That's slightly helpful, but I'm confused when I look at this list. I don't know any of it works. that's my own fault though. I'm doing some more research on all of that when I have a chance. I have until 12/31 at 11:59 to enroll.
What you do not want is a 70%/30% or 80%/20% plan or worse. You want a 100% plan.
You then set the deductible as high as you are comfortable with comparing your monthly premium and your savings to handle the deductible.
Now, I say that knowing that this is basically the most expensive plan of the monthly premiums you can look at.
So then you start to look at costs and risk of having those costs.

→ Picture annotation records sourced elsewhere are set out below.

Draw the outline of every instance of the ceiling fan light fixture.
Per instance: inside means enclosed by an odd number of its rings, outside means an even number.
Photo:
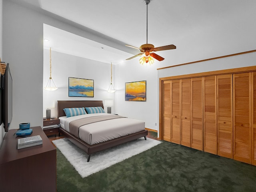
[[[140,58],[139,61],[142,65],[144,65],[145,63],[148,63],[150,65],[151,65],[154,63],[154,59],[150,56],[144,56]]]

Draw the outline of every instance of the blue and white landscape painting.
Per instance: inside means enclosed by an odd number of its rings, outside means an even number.
[[[93,97],[93,80],[69,78],[68,96]]]

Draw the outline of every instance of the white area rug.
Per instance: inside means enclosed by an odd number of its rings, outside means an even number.
[[[116,163],[140,153],[161,143],[157,140],[141,138],[134,141],[98,152],[91,155],[87,162],[87,154],[67,138],[52,141],[68,160],[84,178]]]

The question then is do you understand what 80/20 or 70/30 even mean?
The 20% or 30% is how much, AFTER you pay your deductible, of any procedure you will still have to pay.
You are a bit young for this example, but it is a common once men hit 45, a colonoscopy.
Weird Fake number: $12k
Plan cost: $1600Assuming you met your deductible already, you will still pay 20% of this, or $320. If you have not met your deductible, obviously, you will pay that entire amount of $1,600.
This is the kind of math and risk assessment you have to do when buying insurance in the United States.
Another example, my younger daughter crashed her bike and broke her wrist last year. It was a severe break and she had to have surgery. Those costs there were also more than $10k jsut for the one part of the treatment.
We paid $1k because she had not hit her deductible yet. Had she already had an event that hit her deductible, this would have been paid 100% by the plan, for $2050. If I had a plan that was 80/20, I would have had to pay $410 still./ Even though we had already made our deductible for the year.
A 70/30 is obviously worse in all scenarios.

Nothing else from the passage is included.